Toch hoopt hoogleraar rechtstheorie Ton Hol daar wel een beetje op. “De meerwaarde van deze hoogleraren is voor mij hun mogelijk verbindende kracht. De universiteit met zijn vergaande specialismen is tamelijk arm aan debatten op een wat algemener academisch niveau. De universiteitshoogleraren beschikken — voor zover ik dat kan inschatten — over een bijzonder vermogen om dat soort debatten aan te zwengelen. Ik zou graag zien dat ze dat binnen de universiteit gaan doen: breder georiënteerde wetenschappers bij elkaar brengen rondom interessante thema’s.”

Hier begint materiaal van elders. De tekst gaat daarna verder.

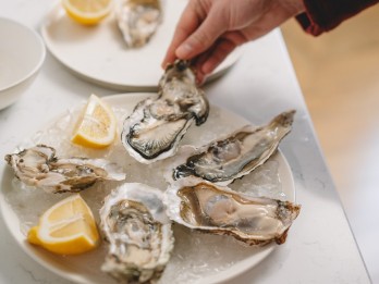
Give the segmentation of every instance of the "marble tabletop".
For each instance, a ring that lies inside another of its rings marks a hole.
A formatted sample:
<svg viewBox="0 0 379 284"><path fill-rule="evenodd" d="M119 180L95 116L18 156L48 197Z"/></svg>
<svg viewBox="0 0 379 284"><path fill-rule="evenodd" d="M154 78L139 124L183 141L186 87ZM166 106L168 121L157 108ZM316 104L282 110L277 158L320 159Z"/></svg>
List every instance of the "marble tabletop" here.
<svg viewBox="0 0 379 284"><path fill-rule="evenodd" d="M0 0L0 16L39 30L51 2ZM302 212L285 244L230 283L370 283L280 30L246 45L236 64L205 90L211 103L255 123L264 123L284 110L297 111L293 131L280 148L292 169ZM119 91L78 78L48 52L24 96L0 111L0 157L91 92L103 97ZM1 162L1 172L4 166ZM70 283L27 256L2 218L0 227L0 283Z"/></svg>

Maar Van der Veer twijfelt. “In Amsterdam treden de universiteitshoogleraren vaak collectief op. Zo is er elke maandagavond een bijeenkomst, waarop zij afwisselend geacht worden om voor een breed publiek over ontwikkelingen op hun vakgebied te praten. Wij moeten maar eens goed met elkaar praten of wij in Utrecht ook die kant op willen.”
Pianoconcours
Onderzoeker, docent, publicist, adviseur, ambassadeur. De universiteitshoogleraar kan vele gedaanten aannemen. Wat minder eerbiedig wordt hij ook wel eens omschreven als ‘uithangbord’ voor de UU. Maar ook daar is op zich niets mis mee, vinden de betrokkenen.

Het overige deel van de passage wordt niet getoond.